Symposium to celebrate the science of Ken Wilson

Ken Wilson
Wilson

A memorial symposium to celebrate Nobel laureate Ken Wilson’s scientific achievements will be held Saturday, Nov. 16, in Schwartz Auditorium, Rockefeller Hall, beginning at 9 a.m.

Wilson, a member of the Cornell faculty from 1963 to 1987, died of complications from lymphoma at age 77 June 15 in Maine. He received the Nobel Prize in physics in 1982.

“Ken Wilson was one of a very small number of physicists who changed the way we all think, not just about specific phenomena, but about a vast range of different phenomena,” said fellow physics Nobel laureate Steven Weinberg.

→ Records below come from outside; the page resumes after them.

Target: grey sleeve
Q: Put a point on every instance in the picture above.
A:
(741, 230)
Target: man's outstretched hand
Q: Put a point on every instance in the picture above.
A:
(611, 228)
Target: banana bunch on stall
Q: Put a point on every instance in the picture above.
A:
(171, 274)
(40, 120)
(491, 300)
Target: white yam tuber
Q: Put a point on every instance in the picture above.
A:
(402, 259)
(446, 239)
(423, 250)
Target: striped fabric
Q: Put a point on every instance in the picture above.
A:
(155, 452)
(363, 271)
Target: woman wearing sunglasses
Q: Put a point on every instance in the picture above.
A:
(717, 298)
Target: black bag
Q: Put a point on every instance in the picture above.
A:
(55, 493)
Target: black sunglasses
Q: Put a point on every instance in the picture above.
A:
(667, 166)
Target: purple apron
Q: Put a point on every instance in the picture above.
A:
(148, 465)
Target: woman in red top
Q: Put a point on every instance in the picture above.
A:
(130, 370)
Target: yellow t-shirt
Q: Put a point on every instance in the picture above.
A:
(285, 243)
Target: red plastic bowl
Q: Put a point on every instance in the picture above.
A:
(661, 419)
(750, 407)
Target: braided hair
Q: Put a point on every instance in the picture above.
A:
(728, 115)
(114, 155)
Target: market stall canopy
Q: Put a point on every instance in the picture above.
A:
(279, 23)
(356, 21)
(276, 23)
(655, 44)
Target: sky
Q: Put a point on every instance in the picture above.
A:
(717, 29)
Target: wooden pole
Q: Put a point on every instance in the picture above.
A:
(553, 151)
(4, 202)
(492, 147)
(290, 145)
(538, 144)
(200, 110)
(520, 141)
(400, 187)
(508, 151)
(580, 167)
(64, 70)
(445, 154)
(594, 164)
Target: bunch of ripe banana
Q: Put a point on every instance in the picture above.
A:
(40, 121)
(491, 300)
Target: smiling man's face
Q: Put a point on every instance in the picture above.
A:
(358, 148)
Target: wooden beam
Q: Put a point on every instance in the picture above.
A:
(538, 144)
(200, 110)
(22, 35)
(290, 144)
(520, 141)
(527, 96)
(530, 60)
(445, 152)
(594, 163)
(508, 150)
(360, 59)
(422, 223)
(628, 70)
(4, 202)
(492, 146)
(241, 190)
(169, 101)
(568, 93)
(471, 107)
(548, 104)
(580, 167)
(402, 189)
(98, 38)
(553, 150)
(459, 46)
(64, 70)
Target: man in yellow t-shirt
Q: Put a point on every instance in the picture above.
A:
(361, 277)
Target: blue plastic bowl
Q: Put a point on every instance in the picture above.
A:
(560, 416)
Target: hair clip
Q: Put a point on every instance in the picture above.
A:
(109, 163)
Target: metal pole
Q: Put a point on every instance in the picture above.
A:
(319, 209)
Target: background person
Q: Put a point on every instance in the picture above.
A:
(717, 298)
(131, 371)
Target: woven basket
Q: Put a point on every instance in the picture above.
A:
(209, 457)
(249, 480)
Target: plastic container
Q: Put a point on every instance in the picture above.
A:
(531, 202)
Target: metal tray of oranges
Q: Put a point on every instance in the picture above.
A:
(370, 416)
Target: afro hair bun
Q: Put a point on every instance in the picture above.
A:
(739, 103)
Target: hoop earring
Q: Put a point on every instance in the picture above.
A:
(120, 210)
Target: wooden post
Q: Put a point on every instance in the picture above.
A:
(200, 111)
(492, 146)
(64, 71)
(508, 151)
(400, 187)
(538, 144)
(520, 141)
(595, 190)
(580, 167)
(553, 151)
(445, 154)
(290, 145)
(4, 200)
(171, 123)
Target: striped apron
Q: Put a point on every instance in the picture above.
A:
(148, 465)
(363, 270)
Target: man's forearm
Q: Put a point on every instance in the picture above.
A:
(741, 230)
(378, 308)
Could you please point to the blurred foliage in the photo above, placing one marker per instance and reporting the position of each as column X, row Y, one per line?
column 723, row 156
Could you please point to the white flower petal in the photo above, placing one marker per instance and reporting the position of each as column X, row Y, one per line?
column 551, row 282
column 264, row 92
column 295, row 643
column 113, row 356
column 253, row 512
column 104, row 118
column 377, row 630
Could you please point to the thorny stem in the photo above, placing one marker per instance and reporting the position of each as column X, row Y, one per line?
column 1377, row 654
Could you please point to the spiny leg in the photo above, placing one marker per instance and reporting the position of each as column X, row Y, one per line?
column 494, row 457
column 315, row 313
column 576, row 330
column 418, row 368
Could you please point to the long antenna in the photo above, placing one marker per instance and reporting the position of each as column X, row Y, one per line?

Wilson’s Nobel Prize-winning research stemmed from seminal work on phase transitions by Michael Fisher and Benjamin Widom at Cornell, and Leo Kadanoff at the University of Illinois, all of whom will speak at the symposium. Kadanoff has noted that “the tools and concepts put forward by Wilson have formed the very basis of particle physics, field theory and condensed matter physics.”

The symposium will also feature talks by other colleagues and students of Wilson, including Edouard Brezin, Université Paris 6; Nobel laureate David Gross, University of California, Santa Barbara; Cornell physics professor Peter Lepage; Michael Peskin, M.A. ’76, Ph.D. ’78, Stanford University; and Steve White, M.A. ’85, Ph.D. ’88, University of California, Irvine.

Many of Wilson’s extended family will be present, and there will be time for remembrances from the audience. The after-dinner talk will be given by Cornell physics professor Paul Ginsparg.